[lug] Career advice

Nate Duehr nate at natetech.com
Sun Jan 3 12:20:03 MST 2010

On Jan 1, 2010, at 11:16 AM, Steve Rogers wrote:

> A problem with some "software architects" is that they come to believe that they're designing the system and the programmers are just implementing it.  Computer programming is a design activity.  A good software architect should understand coding and testing, and be good at them, though she might not do much of it on a particular project.  One who never codes is likely to lose touch with the realities.

It's a scope/responsibilities problem... Architects should design frameworks that programmers should/must follow from empirical study of where a particular company/group's code usually falls down.  Examples would be coding design standards, requirements for test suites, etc.  All things that employers rarely want to pay for because they (think they) can't measure the improvements brought about by such practices.

Software as a business is seriously flawed in many ways still.  When was the last time you saw a programmer who's monetary incentives were tied to whether or not they released buggy software?  When was the last time a bug in software cost you or your company serious money and the vendor didn't care?  Neither of these things happened at SMALL software companies in the 80's... release something buggy/nasty and your tiny company went under, thus fixing both incentives.
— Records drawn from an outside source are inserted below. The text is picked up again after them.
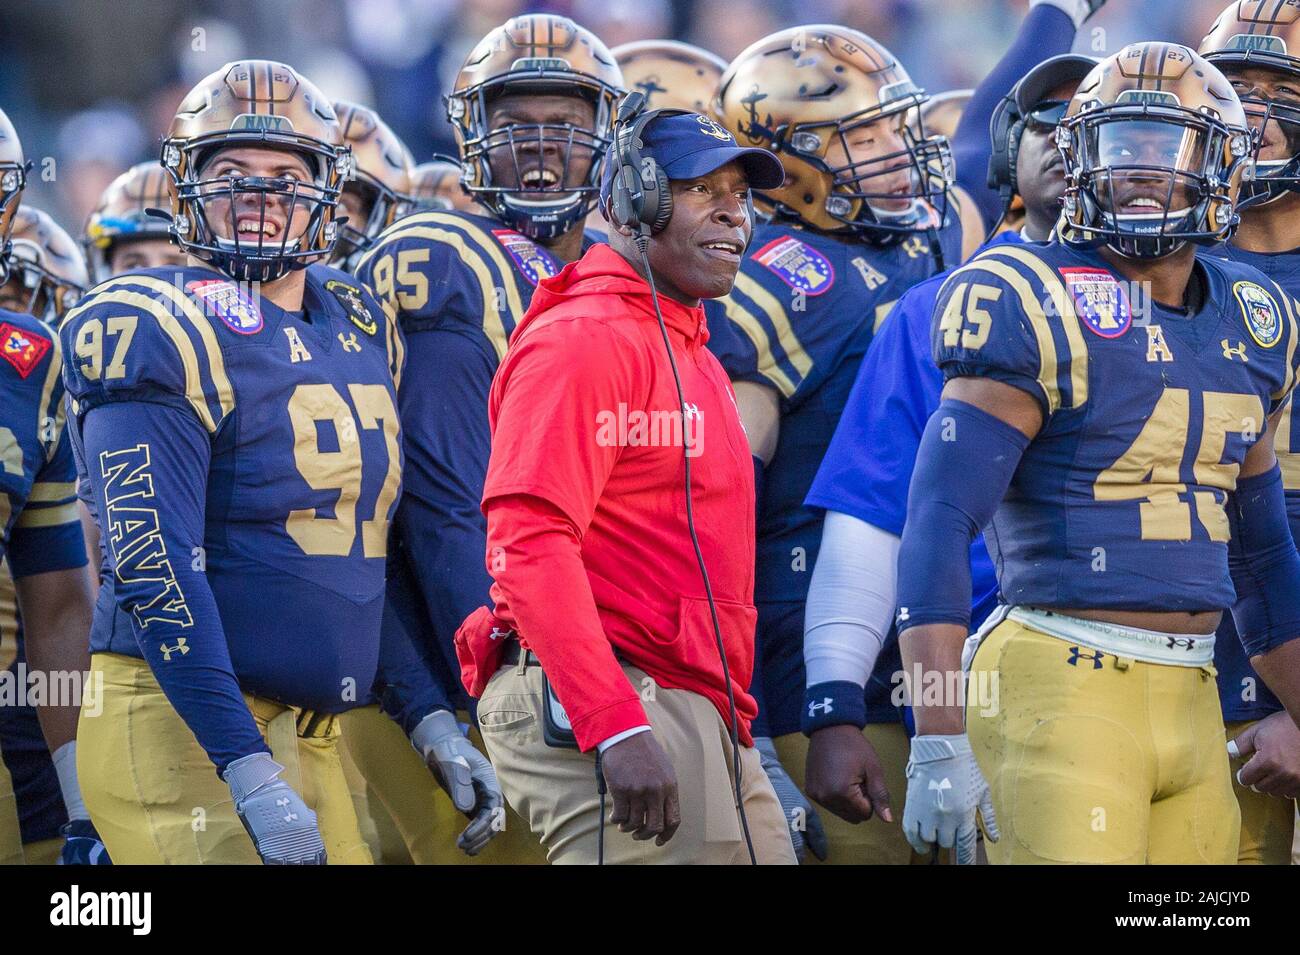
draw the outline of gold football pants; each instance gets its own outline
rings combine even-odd
[[[1235,739],[1254,720],[1227,723],[1226,739]],[[1237,782],[1237,770],[1245,760],[1232,760],[1232,791],[1241,809],[1241,841],[1237,845],[1237,865],[1290,865],[1292,839],[1295,836],[1294,799],[1269,796]]]
[[[1212,667],[1098,654],[1007,619],[970,675],[967,731],[1002,833],[990,862],[1236,861]]]
[[[149,665],[95,653],[90,667],[103,675],[103,710],[94,717],[81,711],[77,775],[113,862],[258,864],[230,789]],[[339,761],[338,718],[247,694],[244,702],[285,768],[280,778],[316,813],[330,864],[369,864]]]
[[[468,722],[465,713],[457,714]],[[478,728],[471,727],[470,742],[486,753]],[[476,856],[456,848],[456,837],[469,820],[451,804],[402,728],[378,706],[359,706],[343,714],[343,742],[353,763],[365,778],[373,807],[391,817],[406,850],[416,865],[541,865],[546,850],[528,831],[528,824],[507,808],[505,829]],[[372,815],[378,812],[372,808]]]

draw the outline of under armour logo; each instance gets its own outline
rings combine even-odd
[[[297,822],[297,821],[298,821],[298,814],[297,814],[296,812],[290,812],[290,811],[289,811],[289,797],[288,797],[288,796],[284,797],[283,799],[277,799],[277,800],[275,801],[275,808],[276,808],[276,809],[279,809],[282,813],[284,813],[284,821],[285,821],[285,822]]]
[[[1067,660],[1066,663],[1070,664],[1070,666],[1072,667],[1077,667],[1079,665],[1080,660],[1091,660],[1092,668],[1094,670],[1100,670],[1101,658],[1104,657],[1105,655],[1106,654],[1102,653],[1100,650],[1091,650],[1085,652],[1083,650],[1080,650],[1078,647],[1070,647],[1070,659]]]
[[[949,789],[952,789],[952,782],[949,781],[947,776],[943,777],[943,779],[940,779],[938,782],[936,782],[933,779],[930,780],[930,791],[937,792],[939,794],[935,798],[935,802],[938,804],[940,809],[944,808],[943,794],[946,793]]]
[[[185,654],[190,652],[190,648],[185,645],[184,637],[177,637],[176,646],[174,647],[169,647],[167,644],[163,643],[159,644],[158,649],[162,651],[164,661],[170,660],[173,653],[179,652],[181,656],[185,656]]]
[[[502,630],[500,627],[493,627],[489,640],[500,640],[502,637],[509,637],[514,633],[513,630]]]
[[[1240,358],[1242,361],[1250,361],[1250,358],[1246,355],[1245,342],[1237,342],[1236,345],[1230,348],[1228,347],[1228,340],[1224,338],[1219,341],[1219,344],[1223,346],[1223,357],[1228,359],[1228,361],[1232,361],[1234,358]]]
[[[357,341],[356,332],[348,332],[347,338],[344,338],[343,333],[339,332],[339,341],[343,343],[344,351],[361,351],[361,343]]]
[[[808,715],[809,715],[809,716],[816,716],[818,710],[821,710],[823,713],[830,713],[830,712],[833,711],[833,709],[834,709],[834,707],[831,706],[831,698],[828,696],[828,697],[826,697],[824,700],[822,700],[820,703],[818,703],[818,702],[816,702],[816,701],[814,701],[814,702],[812,702],[812,703],[809,703],[809,704],[808,704]]]
[[[686,402],[685,404],[682,405],[682,407],[686,409],[686,419],[688,421],[691,418],[698,418],[700,416],[699,405],[693,405],[690,402]]]
[[[1169,643],[1170,650],[1174,650],[1178,647],[1182,647],[1184,650],[1190,650],[1192,647],[1196,646],[1196,641],[1191,637],[1166,637],[1165,639]]]

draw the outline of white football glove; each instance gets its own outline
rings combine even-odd
[[[1029,0],[1031,8],[1043,3],[1056,7],[1073,20],[1075,28],[1078,29],[1083,26],[1084,20],[1106,5],[1106,0]]]
[[[411,733],[411,745],[452,805],[469,817],[457,847],[466,855],[478,855],[501,831],[497,815],[505,805],[492,763],[465,738],[450,710],[434,710],[422,719]]]
[[[965,733],[915,736],[907,761],[903,832],[917,852],[956,847],[957,864],[975,863],[975,812],[984,817],[990,842],[998,841],[993,797]]]

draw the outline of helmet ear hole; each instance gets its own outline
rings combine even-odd
[[[658,235],[668,228],[668,220],[673,217],[673,189],[668,183],[668,174],[655,163],[655,190],[659,201],[655,204],[655,217],[650,223],[652,235]]]

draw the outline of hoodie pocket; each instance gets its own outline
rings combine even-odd
[[[758,610],[752,604],[714,600],[722,645],[727,650],[727,667],[731,678],[740,686],[749,685],[754,667],[754,629]],[[709,602],[703,597],[681,597],[677,612],[677,637],[674,641],[681,662],[697,672],[722,672],[718,659],[718,641],[713,633]]]

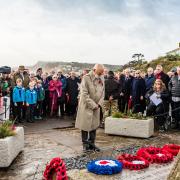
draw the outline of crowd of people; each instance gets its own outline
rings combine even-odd
[[[0,96],[10,97],[10,115],[15,123],[63,118],[65,114],[75,118],[79,84],[80,78],[74,72],[65,77],[61,70],[48,74],[38,68],[35,74],[19,66],[10,74],[2,73]]]
[[[105,116],[117,109],[122,113],[131,110],[132,113],[154,116],[161,131],[165,130],[164,123],[171,114],[174,128],[180,128],[180,67],[173,68],[168,74],[163,72],[161,65],[155,70],[149,67],[146,74],[125,69],[119,78],[109,71],[105,77],[104,109]]]
[[[84,70],[79,76],[75,72],[64,75],[61,70],[47,73],[42,68],[29,73],[24,66],[19,66],[16,72],[2,73],[0,96],[10,97],[10,114],[16,123],[25,120],[33,123],[47,116],[63,118],[68,115],[75,119],[81,81],[88,73],[89,70]],[[131,110],[154,116],[159,129],[164,130],[171,109],[174,127],[180,128],[180,67],[167,74],[161,65],[156,69],[149,67],[147,73],[129,68],[121,73],[105,69],[102,78],[104,117]],[[152,101],[154,94],[160,103]]]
Giant software houses and multi-national companies writing code these days cushion/delay the inevitable for so long, the next version is out (with new bugs) before people have a chance to dump the company and their software.  That and vendor-lock-in techniques... companies can't easily move from one 1/2 million dollar fully-integrated business system to another...

But in the end, it's all about incentives.  The company incentives and disincentives are usually set up wrong to push software quality forward, if you ask me.  A new (just as buggy but in new ways) version of Software X makes the seller just as much money as a non-buggy one.  People refuse to "vote with their dollar", and the industry as a whole spends more time making sure people are "locked in" and can't vote with their dollars than just fixing their code.  

Linux and Open Source being the opposite -- everyone can (and does) change the code without an architect (in the vast majority of projects out there) involved other than in the very largest (and not surprisingly to me, the most successful) projects, and the quality suffers from the opposite side of the spectrum.